Should this happen, it could result in serious changes to the country, both economically and politically. Issues of tax collection, remittance markets, and those Mexicans who don’t have bank accounts could all be impacted.
Back in March, there was a meeting to discuss the possibility of using the technology in Mexico. While a second meeting occurred in July and a third is planned for early September, it’s unsure whether there will be any movement on this initiative.
But in an interview with 24 Horas, Lorenza Martinez Trigueros, Bank of Mexico’s managing director of corporate payment systems and services said in a translated quote, “There is no case in which we see a potential adoption near term.”

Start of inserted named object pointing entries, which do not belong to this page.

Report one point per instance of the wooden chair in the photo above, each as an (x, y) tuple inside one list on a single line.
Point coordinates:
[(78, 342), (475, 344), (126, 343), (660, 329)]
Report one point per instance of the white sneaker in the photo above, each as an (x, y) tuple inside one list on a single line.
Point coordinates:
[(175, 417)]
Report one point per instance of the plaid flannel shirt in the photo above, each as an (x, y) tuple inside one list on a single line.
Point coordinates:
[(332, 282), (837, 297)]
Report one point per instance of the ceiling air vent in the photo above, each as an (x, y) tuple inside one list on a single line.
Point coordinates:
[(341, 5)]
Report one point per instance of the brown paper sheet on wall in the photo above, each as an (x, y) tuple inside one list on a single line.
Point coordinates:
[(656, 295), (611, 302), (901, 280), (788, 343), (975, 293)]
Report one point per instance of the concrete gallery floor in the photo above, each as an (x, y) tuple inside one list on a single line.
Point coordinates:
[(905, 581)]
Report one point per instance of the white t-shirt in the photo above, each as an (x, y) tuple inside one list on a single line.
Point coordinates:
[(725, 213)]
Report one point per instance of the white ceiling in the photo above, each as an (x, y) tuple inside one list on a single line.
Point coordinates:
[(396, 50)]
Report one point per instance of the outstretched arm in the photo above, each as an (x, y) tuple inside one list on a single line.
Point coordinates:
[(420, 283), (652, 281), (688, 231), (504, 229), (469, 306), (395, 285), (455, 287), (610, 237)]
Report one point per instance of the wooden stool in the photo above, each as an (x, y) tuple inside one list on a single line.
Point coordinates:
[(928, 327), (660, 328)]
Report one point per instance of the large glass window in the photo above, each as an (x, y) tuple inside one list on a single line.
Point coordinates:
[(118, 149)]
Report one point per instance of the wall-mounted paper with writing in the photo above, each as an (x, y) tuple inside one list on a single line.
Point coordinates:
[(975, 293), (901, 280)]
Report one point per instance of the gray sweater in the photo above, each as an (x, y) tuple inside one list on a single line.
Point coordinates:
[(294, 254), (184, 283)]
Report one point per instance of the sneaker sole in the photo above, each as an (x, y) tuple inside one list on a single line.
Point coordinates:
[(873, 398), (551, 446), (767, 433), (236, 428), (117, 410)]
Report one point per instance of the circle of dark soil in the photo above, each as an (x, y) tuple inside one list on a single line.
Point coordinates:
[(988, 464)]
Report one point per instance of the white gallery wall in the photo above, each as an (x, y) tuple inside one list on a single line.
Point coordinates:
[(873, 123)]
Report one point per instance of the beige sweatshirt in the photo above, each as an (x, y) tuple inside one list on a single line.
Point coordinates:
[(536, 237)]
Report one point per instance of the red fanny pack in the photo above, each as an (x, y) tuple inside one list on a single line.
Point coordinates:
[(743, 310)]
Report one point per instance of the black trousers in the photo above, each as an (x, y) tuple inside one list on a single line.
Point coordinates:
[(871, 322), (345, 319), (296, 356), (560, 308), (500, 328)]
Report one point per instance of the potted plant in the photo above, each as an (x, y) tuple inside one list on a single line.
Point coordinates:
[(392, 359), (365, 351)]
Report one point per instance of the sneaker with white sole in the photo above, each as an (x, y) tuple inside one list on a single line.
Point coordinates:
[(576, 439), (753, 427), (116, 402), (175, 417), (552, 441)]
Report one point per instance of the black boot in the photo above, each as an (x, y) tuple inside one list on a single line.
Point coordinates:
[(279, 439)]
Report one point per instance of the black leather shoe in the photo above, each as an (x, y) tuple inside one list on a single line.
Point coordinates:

That being said, she did suggest that the proposal had been considered. “As our focus is on electronic payments which include credit and debit cards, payment cards, mobile payments in the participating banks and financial intermediaries; and in other ways we are analyzing, but there is no case in which we see a potential adoption nearby.”
24 Horas also reported that Luis Daniel Beltrán Giron, CEO and Founder of Microbit, and José Antonio Rodríguez Reyes, CEO and founder of Altis, were brought in as topical experts to discuss with BdM. Beltrán is also the head of Peso Digital, a group pushing for its “digital weight.”
Digital weight is “A citizens’ initiative in which we propose that our currency, the peso, has its digital version. A cryptographic currency is supported by a central bank, in this case the Bank of Mexico.” The website goes on to list the benefits of digital pesos including:
- Decreased tax evasion
- Zero fees for sending money between individuals
- Transfer of money without the need for a bank
Perhaps the greatest benefit of this implementation would be an increase in total taxes collected. According to a study conducted by the OECD, “The tax to GDP ratio in Mexico was the lowest amongst OECD countries between 2010 and 2012.” The report also says that tax collection “rose from 16.9% in 2000 to 20.9% in 2008 before falling back to 17.4% in 2009 and then rising again to 19.6% in 2012. It was 19.7% of GDP in 2011, around 14 percentage points below the OECD measure of 34.1%.”
By having a central bank regulated digital peso, proponents say more currency could be tracked by the bank and allow the government to increase its total tax collection.
“We are analyzing, but definitely not from the point of view of independent assets, but rather to take advantage of this technology in national currency,” Martinez Trigueros said.
Ecuador recently announced it was also considering establishing a state-run digital currency — and perhaps banning and even confiscating digital currencies.
While Martinez Trigueros expressed concern when she said, “Today we are seeing that these assets have significant risks that are not resolved today,” there has been no movement to ban bitcoin in Mexico.